My problem was that pretty much all of my clothes were handed down to me from my two older brothers. They tended to preferentially wear the clothes that were not a complete affront to all that was right and good in the world, and of course wore them out. Leaving me with the dregs, like plaid pants and polyester turtlenecks. Fashion advice wouldn't have helped.
The Christmas season catalog (from Sears, at least) was much less interesting (and smaller) than their regular catalog. It was full of dull clothes and stupid toys, and gave a lot less space to interesting things like mimeograph machines and firearms.
I've had an amateur radio license since the early '60s, and built a Knight-Kit shortwave receiver from their catalog before that. Built receivers and transmitters from scratch afterward. Haven't built much of anything since the '70s, because I don't have an electron microscope to see the components with . . .
ICs and especially surface-mount must have caused a lot of people to stop doing so much of their own building, or at least be consciously retro (I have a friend who's collecting WWII radio gear that can run on the ham bands).
I tried to build a Knight-Kit shortwave receiver, and failed. Quite possibly an over-ambitious project for my skill level, but in fact an electrical engineer of our acquaintance couldn't make head or tail out of the instructions, either, so perhaps the kit was a partly to blame.
I was interested in amateur radio, but never quite enough to do anything about it (other than that one try; that probably discouraged me some, too). I loved the idea of personal worldwide communications -- but not the idea of being able to talk only to other hams. Clearly I hadn't yet (never did) made that my group identification! And I was starting to get into computers around then (1968 for the computers, not sure the receiver project wasn't a couple of years earlier).
Heathkit instructions were much better than Knight-Kit. Dynaco instructions were also good -- still have a stereo amp and tuner in use from their kit line.

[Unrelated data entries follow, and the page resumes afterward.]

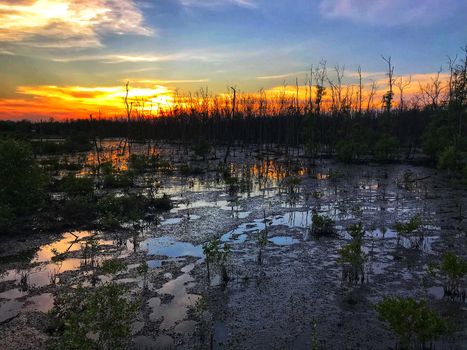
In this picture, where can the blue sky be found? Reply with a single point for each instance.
(187, 44)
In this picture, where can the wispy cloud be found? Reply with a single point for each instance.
(218, 3)
(281, 76)
(386, 12)
(163, 82)
(211, 55)
(68, 23)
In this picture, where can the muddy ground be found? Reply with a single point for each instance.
(296, 297)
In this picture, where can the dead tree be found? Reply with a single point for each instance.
(389, 95)
(402, 85)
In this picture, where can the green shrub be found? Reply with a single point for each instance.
(73, 185)
(386, 148)
(449, 159)
(22, 182)
(93, 319)
(411, 230)
(115, 210)
(322, 225)
(349, 150)
(351, 255)
(410, 319)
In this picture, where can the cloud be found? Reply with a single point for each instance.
(386, 12)
(281, 76)
(211, 55)
(218, 3)
(163, 82)
(68, 23)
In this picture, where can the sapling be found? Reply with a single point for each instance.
(411, 230)
(214, 255)
(409, 319)
(262, 239)
(453, 268)
(351, 255)
(322, 225)
(143, 269)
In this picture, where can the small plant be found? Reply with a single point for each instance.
(93, 319)
(74, 186)
(112, 266)
(262, 239)
(411, 231)
(409, 319)
(454, 268)
(322, 225)
(292, 184)
(215, 255)
(352, 256)
(143, 269)
(90, 249)
(202, 148)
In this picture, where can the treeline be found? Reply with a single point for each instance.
(330, 119)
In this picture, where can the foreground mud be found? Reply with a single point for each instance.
(295, 298)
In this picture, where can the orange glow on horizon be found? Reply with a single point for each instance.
(146, 100)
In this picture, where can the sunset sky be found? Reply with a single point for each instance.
(70, 58)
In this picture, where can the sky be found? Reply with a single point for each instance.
(72, 58)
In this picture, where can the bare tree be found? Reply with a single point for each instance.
(402, 85)
(389, 95)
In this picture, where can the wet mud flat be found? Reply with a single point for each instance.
(296, 297)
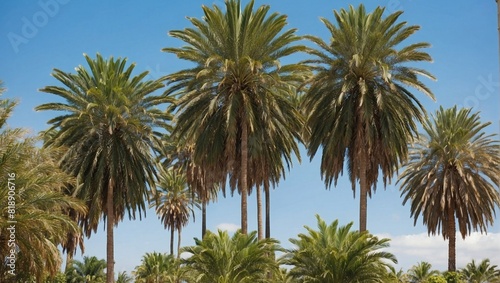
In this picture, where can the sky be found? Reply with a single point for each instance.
(38, 36)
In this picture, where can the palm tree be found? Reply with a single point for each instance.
(90, 270)
(34, 205)
(482, 273)
(108, 125)
(336, 254)
(123, 277)
(242, 258)
(158, 268)
(421, 272)
(174, 203)
(396, 276)
(359, 105)
(452, 176)
(177, 154)
(236, 88)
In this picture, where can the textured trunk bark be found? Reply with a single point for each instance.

When I was a kid, the Eaton's Christmas catalog was the most read book in the house. I could and did spend hours looking at all the kids toys for boys. When I went to my grandfather's there would invariably be the current catalog and the previous year's catalog so I could compare the offering from one year to the next and, of course, circle all the items I wanted.
I don't remember if I consciously realized it then or just realized it in hindsight, but I got much more pleasure looking at most of those toys and games in the Wish Book and dreaming about them than I did actually playing with them when I came across them in real life.
My dad got the J. C. Whitney auto parts catalog. I remember it as being full of fascinatingly incomprehensible objects, as well as classic lowbrow-taste items like girlie mudflaps.
A year or two ago, some purveyor of hardware, assorted machinery and firearms sent me a huge, thick catalog out of the blue, for reasons I cannot ascertain. That was great for aimless browsing.
I do get the B&H Photo Christmas catalog these days. In addition to the stuff in my area of actual participation (photography), they've got pro-level video gear, and audio-recording, and that I can browse much more safely and still enjoy it.
Yours were. The 1970s were in retrospect a glorious time to be totally unfashionable. Since I am *always* totally unfashionable(1) it's amusing to win at least one decade.
(1) Well, sometimes when the in look goes from A to C and I am at B I become briefly fashionable by the intermediate value theorem, but for a few weeks at most.
Remember implies some of these aren't still around. Sears still puts out the Christmas Wish Book along with its seasonal catalogues. I think we got ours just before September 1st.